You write: “If you make direct Windows OS API calls which fall into low rights categories, writing to the registry, for example, you will need to create your own broker and a sample in the new SDK will show you how”.
Can you direct me to a place in the SDK documentation that shows how to create my own broker?
Our plugin currently performs action that the sandbox will not allow.
Best regards
Jan
You’ll need to contact developer support for the broker stuff
I am working on pdf portfolios in acrobat x. I was wondering how I could create custom file thumbnails for files. For example, when I add a macro-enabled excel file (.xlsm), it does not provide a screenshot of the file.
Is this possible?
Files in a portfolio that are neither PDF files nor images will display thumbnails if the operating system supports thumbnail generation for that file type. You don’t actually need to do anything to get them.
Dear Adobe.
I use TeXnicCenter, that uses dde to call Reader. I understand that the server name changed, so I changed “acroview” to “acroviewR10″. It works, but not so perfectly as with Reader 9: Reader 10 opens behind other windows and I have to Alt-Tab to it. Is there any solution to this, like adding third command to the existing [DocOpen("%bm_tlk.pdf")][FileOpen("%bm_tlk.pdf")]?
Best wishes, Vitek Svejdar, Prague
You can use the Windows API to make Reader the active application after you send it the command to open a file.
Dear Adobe,
We use DDE from a windows service.
This windows service firtst checks if an instance of reader is running, if not, it starts AcroRd32.exe.
This worked fine for all version before X.
Now if the service starts the reader, we see it get started and then immediately closes again. When we run the service as a normal windows program all works fine.
Why does reader X, immediately close when started from a service?

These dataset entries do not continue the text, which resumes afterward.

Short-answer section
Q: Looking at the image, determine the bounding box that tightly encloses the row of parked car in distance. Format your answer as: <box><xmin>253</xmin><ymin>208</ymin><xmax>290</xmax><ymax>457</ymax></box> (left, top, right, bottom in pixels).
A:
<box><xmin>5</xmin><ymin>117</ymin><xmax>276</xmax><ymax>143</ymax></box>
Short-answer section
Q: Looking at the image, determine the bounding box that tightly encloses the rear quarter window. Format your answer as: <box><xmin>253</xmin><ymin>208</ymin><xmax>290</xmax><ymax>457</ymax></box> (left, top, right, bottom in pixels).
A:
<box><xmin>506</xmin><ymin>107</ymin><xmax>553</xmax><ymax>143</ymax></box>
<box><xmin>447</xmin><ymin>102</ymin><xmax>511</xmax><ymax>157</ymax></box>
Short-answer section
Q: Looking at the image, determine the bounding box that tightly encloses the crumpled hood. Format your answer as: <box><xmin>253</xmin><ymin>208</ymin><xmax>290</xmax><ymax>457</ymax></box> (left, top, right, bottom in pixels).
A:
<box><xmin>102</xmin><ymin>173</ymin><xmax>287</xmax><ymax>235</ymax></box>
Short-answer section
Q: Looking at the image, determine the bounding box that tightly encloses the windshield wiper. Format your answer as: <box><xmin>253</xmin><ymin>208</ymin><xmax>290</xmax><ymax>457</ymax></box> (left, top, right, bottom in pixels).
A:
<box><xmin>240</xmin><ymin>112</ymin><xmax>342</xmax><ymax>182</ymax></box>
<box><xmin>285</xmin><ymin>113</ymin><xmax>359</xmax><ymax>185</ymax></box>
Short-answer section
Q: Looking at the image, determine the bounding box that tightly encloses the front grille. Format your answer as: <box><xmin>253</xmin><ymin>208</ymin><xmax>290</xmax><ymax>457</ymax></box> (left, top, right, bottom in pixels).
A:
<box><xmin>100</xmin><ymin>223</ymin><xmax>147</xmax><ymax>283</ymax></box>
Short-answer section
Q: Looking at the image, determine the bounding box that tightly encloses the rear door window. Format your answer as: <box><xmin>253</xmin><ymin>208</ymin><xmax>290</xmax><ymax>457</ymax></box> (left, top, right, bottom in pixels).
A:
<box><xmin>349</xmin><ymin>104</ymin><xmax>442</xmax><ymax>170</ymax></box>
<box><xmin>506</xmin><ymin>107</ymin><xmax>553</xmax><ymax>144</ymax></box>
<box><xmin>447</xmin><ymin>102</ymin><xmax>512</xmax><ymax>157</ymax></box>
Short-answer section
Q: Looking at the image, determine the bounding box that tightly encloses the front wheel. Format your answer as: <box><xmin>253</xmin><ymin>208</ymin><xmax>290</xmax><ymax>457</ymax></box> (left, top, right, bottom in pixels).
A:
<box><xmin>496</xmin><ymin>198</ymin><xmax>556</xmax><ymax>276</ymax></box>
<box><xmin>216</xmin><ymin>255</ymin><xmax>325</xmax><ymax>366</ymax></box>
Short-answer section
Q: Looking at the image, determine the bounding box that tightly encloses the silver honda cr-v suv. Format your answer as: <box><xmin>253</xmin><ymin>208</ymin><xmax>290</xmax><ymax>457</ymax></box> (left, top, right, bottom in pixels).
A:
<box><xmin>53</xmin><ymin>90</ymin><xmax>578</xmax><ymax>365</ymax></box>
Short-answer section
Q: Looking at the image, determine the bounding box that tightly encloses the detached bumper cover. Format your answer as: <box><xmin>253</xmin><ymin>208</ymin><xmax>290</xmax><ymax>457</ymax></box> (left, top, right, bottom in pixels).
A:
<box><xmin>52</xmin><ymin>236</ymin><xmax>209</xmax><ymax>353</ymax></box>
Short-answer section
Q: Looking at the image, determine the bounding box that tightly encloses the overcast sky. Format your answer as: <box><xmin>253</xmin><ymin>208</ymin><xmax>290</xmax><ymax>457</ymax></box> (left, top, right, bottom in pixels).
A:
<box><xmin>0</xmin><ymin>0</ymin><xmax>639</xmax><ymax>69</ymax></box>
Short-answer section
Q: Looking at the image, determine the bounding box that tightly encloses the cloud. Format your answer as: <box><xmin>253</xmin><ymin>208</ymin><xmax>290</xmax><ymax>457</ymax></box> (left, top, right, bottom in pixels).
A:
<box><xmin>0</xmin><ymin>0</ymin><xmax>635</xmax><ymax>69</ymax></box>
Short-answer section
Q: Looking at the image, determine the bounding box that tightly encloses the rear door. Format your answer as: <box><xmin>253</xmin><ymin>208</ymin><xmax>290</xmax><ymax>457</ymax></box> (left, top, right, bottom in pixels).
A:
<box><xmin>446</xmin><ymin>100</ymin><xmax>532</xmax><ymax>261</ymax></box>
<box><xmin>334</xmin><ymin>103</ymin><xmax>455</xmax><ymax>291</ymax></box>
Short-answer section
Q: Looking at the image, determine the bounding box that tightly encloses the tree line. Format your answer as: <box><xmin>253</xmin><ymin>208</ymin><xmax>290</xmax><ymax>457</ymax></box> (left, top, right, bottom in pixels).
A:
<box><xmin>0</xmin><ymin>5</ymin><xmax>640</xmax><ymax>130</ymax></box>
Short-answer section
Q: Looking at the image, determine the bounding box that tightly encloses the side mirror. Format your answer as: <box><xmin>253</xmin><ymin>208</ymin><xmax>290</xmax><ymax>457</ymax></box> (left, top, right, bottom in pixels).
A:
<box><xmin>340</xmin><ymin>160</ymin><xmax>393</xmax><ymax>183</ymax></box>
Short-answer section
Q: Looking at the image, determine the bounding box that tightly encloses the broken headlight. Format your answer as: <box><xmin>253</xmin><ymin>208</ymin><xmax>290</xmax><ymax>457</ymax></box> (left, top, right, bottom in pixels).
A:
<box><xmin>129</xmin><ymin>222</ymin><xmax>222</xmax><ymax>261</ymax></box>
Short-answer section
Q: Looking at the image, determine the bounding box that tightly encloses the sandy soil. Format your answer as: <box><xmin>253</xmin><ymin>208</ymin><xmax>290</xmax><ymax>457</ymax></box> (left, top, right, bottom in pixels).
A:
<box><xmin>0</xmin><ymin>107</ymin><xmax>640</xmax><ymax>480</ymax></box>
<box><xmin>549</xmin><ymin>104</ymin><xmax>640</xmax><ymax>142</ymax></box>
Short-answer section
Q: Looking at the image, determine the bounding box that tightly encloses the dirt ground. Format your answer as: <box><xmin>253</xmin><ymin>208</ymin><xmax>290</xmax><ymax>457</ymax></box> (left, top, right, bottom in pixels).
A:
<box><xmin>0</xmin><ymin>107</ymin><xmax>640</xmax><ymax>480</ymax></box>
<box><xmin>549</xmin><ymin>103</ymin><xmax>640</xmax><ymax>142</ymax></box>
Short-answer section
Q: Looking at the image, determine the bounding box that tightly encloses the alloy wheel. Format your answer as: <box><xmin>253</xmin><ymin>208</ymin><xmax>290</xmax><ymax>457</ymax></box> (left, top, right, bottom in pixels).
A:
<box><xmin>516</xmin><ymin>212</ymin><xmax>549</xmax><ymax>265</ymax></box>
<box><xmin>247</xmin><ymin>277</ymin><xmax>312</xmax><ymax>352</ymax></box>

Reader was not designed to work as a service, I’m surprised it ever worked properly when run that way for you. I’m sure our new sandboxing technology is interfering with your application. You could try turning protected mode off in the preferences.
I normally receive my corrections in the pdf i have send to my clients. I then process them one by one. In the Acrobat 9 I select show all unchecked comments and when i check one it dissapears automatically, so the one that I have to implement was always on top of the list. This doesnot work any more, unless you select the filter again each time you process a comment. Question: Can Adobe implement a list refresh when you check a comment checkbox, or is there a simple Java script to refresh this list?
The Commenting UI can’t be controlled by JavaScript. It basically works the way it works. You may want to submit this issue as a feature request.
Hi,
This article says “You can get the correct name by using the “DDEAPPNAME” macro defined in WinAppSemaphore.h.”
I have done a google search on DDEAPPNAME and WinAppSemaphore and have not come up with any pages other than this blog.
Can someone please tell me a sample of the usage of DDEAPPNAME or point me to some documentation?
Thanks.
Dear Adobe,
Could you advise me how to create a plug-in for Acrobat X in the FlashBuilder, which would allow display my own context menu click on the page.
Thanks.
You can’t. The Acrobat plug-in SDK requires C++. However, you can use FlashBuilder to create PDF Portfolio layouts.